To transform the product $\sin(x) \sin(3x)$ into a sum, we can use the product-to-sum identity for sines:

$\sin A \sin B = \frac{1}{2} [\cos(A - B) - \cos(A + B)]$

In this case, let $A = x$ and $B = 3x$. Applying the identity:

$\sin(x) \sin(3x) = \frac{1}{2} \left[ \cos(x - 3x) - \cos(x + 3x) \right]$

Simplifying the arguments of the cosine terms:

$= \frac{1}{2} \left[ \cos(-2x) - \cos(4x) \right]$

Since $\cos(-2x) = \cos(2x)$ (because cosine is an even function), we have:

$\sin(x) \sin(3x) = \frac{1}{2} \left[ \cos(2x) - \cos(4x) \right]$

So, the expression for $\sin(x) \sin(3x)$ as a sum is:

$\sin(x) \sin(3x) = \frac{1}{2} \left[ \cos(2x) - \cos(4x) \right]$

Would you like further details on this transformation or have any questions?
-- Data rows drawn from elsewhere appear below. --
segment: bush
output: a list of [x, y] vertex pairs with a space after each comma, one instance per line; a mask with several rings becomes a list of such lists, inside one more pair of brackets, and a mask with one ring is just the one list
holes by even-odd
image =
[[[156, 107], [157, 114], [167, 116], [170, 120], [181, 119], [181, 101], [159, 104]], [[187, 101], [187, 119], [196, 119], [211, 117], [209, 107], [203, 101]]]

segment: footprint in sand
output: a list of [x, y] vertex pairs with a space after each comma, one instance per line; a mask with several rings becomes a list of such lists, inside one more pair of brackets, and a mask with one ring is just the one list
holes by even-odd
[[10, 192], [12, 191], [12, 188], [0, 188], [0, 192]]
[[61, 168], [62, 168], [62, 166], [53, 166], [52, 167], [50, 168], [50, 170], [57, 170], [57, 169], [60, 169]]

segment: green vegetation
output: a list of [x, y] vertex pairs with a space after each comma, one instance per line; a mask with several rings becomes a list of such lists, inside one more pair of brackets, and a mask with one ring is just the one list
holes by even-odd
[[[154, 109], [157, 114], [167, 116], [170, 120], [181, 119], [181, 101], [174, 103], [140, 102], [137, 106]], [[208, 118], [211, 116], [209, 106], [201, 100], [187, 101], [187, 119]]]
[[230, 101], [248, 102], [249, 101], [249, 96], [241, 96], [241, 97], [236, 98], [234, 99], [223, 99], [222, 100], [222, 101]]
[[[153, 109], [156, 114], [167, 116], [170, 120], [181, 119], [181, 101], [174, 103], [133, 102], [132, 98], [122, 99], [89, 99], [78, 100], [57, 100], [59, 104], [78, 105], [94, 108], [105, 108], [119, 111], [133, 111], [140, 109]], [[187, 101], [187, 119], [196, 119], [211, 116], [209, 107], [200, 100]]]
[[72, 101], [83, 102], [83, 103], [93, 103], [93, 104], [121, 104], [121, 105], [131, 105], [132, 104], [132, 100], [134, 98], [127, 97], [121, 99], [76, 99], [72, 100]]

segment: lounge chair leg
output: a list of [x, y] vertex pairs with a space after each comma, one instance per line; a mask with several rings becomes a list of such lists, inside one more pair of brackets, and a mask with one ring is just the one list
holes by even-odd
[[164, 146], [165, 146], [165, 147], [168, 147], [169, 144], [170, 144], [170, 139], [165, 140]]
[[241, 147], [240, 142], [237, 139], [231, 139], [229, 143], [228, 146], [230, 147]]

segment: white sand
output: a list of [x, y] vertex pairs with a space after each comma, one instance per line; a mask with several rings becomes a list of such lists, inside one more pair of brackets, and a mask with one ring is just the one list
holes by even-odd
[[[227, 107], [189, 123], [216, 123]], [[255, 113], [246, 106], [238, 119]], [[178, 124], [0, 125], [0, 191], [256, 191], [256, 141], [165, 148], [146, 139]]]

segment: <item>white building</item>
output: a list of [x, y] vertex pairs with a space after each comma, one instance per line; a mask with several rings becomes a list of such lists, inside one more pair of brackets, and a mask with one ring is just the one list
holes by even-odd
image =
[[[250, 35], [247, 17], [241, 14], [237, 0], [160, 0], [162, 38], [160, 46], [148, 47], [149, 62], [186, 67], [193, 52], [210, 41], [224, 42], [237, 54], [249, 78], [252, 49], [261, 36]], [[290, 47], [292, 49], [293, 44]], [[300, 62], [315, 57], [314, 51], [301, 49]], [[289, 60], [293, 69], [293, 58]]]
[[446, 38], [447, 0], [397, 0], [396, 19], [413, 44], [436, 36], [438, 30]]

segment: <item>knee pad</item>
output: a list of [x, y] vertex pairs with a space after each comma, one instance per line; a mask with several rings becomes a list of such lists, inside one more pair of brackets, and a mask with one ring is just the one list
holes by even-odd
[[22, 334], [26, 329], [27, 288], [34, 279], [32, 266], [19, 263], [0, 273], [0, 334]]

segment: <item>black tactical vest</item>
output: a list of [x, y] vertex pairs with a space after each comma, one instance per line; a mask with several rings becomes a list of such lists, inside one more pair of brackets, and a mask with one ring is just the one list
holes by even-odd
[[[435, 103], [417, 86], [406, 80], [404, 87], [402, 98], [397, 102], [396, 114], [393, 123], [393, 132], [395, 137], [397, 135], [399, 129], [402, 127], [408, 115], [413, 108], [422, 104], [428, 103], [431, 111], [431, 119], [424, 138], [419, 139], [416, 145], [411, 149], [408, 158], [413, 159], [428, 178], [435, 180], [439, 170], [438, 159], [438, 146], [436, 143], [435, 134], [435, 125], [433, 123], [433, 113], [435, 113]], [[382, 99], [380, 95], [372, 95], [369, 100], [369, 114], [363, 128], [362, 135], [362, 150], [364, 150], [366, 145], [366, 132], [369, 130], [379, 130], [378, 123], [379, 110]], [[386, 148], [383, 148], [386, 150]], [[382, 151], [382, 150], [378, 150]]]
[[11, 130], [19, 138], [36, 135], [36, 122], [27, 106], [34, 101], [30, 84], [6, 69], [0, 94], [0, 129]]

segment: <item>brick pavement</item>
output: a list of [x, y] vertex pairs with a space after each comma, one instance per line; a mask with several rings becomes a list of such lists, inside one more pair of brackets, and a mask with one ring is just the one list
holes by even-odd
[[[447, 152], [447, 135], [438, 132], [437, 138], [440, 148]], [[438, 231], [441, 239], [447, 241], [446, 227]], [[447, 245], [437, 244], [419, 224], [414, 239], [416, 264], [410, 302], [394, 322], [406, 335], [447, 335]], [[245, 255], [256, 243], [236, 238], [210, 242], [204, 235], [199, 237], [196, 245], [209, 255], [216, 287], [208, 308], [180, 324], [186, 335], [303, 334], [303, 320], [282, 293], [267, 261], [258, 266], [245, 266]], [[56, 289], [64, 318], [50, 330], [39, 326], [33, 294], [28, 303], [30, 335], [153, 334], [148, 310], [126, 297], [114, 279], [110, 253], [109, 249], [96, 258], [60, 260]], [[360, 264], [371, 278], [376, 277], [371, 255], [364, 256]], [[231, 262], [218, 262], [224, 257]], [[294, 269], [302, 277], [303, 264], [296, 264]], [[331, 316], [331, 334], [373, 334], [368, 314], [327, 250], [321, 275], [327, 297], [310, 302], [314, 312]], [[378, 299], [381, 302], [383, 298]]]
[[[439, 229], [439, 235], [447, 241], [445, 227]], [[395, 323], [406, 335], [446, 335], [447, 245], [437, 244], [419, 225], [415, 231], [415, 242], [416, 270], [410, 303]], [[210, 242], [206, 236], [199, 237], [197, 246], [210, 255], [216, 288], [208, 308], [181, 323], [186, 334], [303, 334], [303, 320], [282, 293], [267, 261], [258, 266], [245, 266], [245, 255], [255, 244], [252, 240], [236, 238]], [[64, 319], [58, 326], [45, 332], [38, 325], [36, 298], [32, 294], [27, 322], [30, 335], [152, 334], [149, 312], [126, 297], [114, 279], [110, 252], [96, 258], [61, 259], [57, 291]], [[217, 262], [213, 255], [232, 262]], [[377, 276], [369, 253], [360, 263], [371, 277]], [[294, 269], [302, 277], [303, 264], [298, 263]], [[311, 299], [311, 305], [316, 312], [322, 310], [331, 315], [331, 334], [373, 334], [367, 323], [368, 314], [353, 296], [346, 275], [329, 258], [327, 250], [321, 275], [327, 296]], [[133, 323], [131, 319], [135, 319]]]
Here are some related questions for you:

1. How does the product-to-sum identity apply to other trigonometric functions like cosine and tangent?
2. What are some other examples of using product-to-sum identities in trigonometry?
3. Can you derive a product-to-sum identity for cosine and sine?
4. How would you simplify expressions like $\sin(x) \cos(x)$ using identities?
5. How can product-to-sum identities be used in Fourier series analysis?

Tip: Practice recognizing patterns in trigonometric identities to help with simplifying complex expressions.